1. Chinese Workers Need to Be More Creative
China is known to produce hundreds of thousands of highly educated graduates each year, but are they creative? Many would say they simply aren’t. Perhaps that shouldn’t come as too much of a surprise in a communist controlled country where free speech is neither valued nor encouraged. Are these the type of people who can create products like those of Apple, Google, Facebook or Amazon? As the Chinese economy pivots more towards consumer spend and with less focus being placed on growth from mass manufacturing, China needs to see growth in the creative industries; and not only to drive up GDP, but to service this shift to a consumer economy.
2. It’s Getting Harder to Find Jobs
When your economy is growing at an eye-watering pace, it’s not difficult to find a job. It might be a job on a production line paying a dollar an hour, but it’s a job. But that’s not the kind of job these graduates want. The Chinese government can crack down on free speech and crank up their internet filter as much as they like, but these young professionals know of the world beyond the wall. And if they struggle to find jobs at home, and they increasingly are, will this generation pass up the opportunity of working abroad?

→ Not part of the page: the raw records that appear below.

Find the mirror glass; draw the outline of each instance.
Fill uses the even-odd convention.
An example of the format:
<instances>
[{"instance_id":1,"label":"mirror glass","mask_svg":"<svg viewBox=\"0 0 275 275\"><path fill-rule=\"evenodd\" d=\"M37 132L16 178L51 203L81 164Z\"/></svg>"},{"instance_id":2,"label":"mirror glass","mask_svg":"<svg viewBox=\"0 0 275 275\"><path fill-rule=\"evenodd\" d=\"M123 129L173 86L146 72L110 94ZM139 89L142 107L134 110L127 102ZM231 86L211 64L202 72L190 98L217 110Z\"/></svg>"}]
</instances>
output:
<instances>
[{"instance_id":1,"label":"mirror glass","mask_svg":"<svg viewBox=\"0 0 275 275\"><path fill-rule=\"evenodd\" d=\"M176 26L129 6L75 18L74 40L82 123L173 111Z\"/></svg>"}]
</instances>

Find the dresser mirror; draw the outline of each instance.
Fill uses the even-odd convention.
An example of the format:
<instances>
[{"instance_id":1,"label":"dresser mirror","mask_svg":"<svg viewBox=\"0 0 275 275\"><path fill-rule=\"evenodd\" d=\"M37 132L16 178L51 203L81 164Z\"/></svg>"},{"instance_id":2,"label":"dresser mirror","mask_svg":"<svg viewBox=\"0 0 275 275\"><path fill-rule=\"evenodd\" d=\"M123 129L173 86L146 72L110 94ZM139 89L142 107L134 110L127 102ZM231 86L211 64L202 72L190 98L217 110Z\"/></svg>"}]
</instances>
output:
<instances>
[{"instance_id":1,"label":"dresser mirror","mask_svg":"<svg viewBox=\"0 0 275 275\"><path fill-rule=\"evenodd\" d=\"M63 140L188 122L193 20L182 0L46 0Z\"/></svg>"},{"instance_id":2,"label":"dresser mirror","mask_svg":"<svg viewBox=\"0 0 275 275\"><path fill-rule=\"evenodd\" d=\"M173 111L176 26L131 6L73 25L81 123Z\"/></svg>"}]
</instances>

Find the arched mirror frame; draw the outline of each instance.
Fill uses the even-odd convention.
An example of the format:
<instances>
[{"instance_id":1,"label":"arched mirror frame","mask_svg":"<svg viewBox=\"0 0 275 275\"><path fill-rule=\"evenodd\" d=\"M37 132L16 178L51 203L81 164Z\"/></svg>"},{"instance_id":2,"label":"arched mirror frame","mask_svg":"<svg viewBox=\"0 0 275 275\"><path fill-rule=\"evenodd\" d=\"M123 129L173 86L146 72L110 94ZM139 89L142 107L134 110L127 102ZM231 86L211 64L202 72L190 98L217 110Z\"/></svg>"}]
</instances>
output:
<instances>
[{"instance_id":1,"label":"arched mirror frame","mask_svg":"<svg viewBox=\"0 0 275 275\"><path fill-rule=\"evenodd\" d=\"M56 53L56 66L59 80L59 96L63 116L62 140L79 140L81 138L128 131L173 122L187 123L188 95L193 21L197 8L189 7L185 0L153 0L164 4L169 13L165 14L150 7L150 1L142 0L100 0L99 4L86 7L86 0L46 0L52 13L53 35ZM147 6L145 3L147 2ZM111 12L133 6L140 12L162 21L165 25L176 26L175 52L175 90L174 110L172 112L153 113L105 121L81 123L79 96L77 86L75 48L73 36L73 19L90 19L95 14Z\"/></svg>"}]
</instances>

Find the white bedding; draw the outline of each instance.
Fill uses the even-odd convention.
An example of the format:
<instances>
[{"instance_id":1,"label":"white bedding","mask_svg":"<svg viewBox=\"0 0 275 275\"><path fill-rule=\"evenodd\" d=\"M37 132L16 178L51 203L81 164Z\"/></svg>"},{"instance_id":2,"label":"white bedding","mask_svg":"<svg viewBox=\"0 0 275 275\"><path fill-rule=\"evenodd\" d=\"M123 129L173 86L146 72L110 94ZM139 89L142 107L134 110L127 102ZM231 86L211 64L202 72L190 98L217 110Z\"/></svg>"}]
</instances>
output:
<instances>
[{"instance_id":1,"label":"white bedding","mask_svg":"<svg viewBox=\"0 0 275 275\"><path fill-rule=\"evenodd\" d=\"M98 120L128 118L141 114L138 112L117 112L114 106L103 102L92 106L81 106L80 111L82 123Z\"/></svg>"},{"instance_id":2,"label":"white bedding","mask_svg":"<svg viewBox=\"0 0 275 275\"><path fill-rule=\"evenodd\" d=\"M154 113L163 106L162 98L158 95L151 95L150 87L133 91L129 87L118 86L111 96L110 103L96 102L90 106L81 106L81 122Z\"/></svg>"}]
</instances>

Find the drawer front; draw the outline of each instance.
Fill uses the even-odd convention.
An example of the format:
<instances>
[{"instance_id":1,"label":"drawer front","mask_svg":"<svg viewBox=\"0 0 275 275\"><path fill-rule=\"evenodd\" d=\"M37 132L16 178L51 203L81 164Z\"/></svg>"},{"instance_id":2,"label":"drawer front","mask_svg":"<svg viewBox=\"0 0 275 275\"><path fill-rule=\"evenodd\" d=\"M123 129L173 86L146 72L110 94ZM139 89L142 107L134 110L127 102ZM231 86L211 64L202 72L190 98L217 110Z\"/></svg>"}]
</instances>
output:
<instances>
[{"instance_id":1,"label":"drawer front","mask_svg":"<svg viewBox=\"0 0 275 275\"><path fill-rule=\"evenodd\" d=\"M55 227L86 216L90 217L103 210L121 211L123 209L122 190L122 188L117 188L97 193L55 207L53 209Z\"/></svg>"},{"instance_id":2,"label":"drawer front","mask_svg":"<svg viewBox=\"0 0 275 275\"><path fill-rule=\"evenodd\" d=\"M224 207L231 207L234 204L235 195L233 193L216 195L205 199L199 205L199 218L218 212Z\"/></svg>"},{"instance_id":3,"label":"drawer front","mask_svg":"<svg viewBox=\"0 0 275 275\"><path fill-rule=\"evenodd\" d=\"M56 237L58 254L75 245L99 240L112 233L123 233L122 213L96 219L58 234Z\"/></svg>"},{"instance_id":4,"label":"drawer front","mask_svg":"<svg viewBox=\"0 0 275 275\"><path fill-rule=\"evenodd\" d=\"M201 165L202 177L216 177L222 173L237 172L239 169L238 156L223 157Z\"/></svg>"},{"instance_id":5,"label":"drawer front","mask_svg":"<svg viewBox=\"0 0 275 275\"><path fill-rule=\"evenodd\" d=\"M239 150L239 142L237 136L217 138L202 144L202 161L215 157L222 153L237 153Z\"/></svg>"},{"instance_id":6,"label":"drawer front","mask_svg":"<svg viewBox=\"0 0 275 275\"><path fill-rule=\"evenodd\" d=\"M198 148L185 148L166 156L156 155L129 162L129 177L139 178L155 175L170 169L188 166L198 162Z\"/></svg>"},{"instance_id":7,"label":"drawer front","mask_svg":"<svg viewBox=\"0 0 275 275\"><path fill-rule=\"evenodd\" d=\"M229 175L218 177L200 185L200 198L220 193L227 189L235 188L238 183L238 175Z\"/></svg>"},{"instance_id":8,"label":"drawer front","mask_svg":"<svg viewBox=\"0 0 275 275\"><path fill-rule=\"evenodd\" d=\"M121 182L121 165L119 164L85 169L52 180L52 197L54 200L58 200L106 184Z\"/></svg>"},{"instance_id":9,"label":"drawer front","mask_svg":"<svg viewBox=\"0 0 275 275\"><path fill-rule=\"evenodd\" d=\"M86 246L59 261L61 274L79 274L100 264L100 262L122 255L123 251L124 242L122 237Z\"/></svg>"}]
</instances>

3. Can They Change Fast Enough?
Much has been said of the rapid pace of change in China economically, but in order to progress to a consumer economy with a vibrant creative industry base, something has to change. This change has started, as a recent analysis from Lloyds recently reported (full reports and latest news on China here). The problem is that something is not going to be as easy as a new five year plan. Creativity requires one key thing: freedom. And in China, that’s a very rare commodity. Their education system also needs an overhaul. Can a system that doesn’t promote students to think differently really produce graduates with the skills their economy so badly needs? Not without a lobotomy.
Without a major infusion of creativity in the Chinese workforce, more and more Chinese nationals will leave for an education elsewhere (in the West) and many of them will not return to help shape the economy of their homeland. When Chinese policymakers realise the severity of the issue is one thing. Dealing with it is another.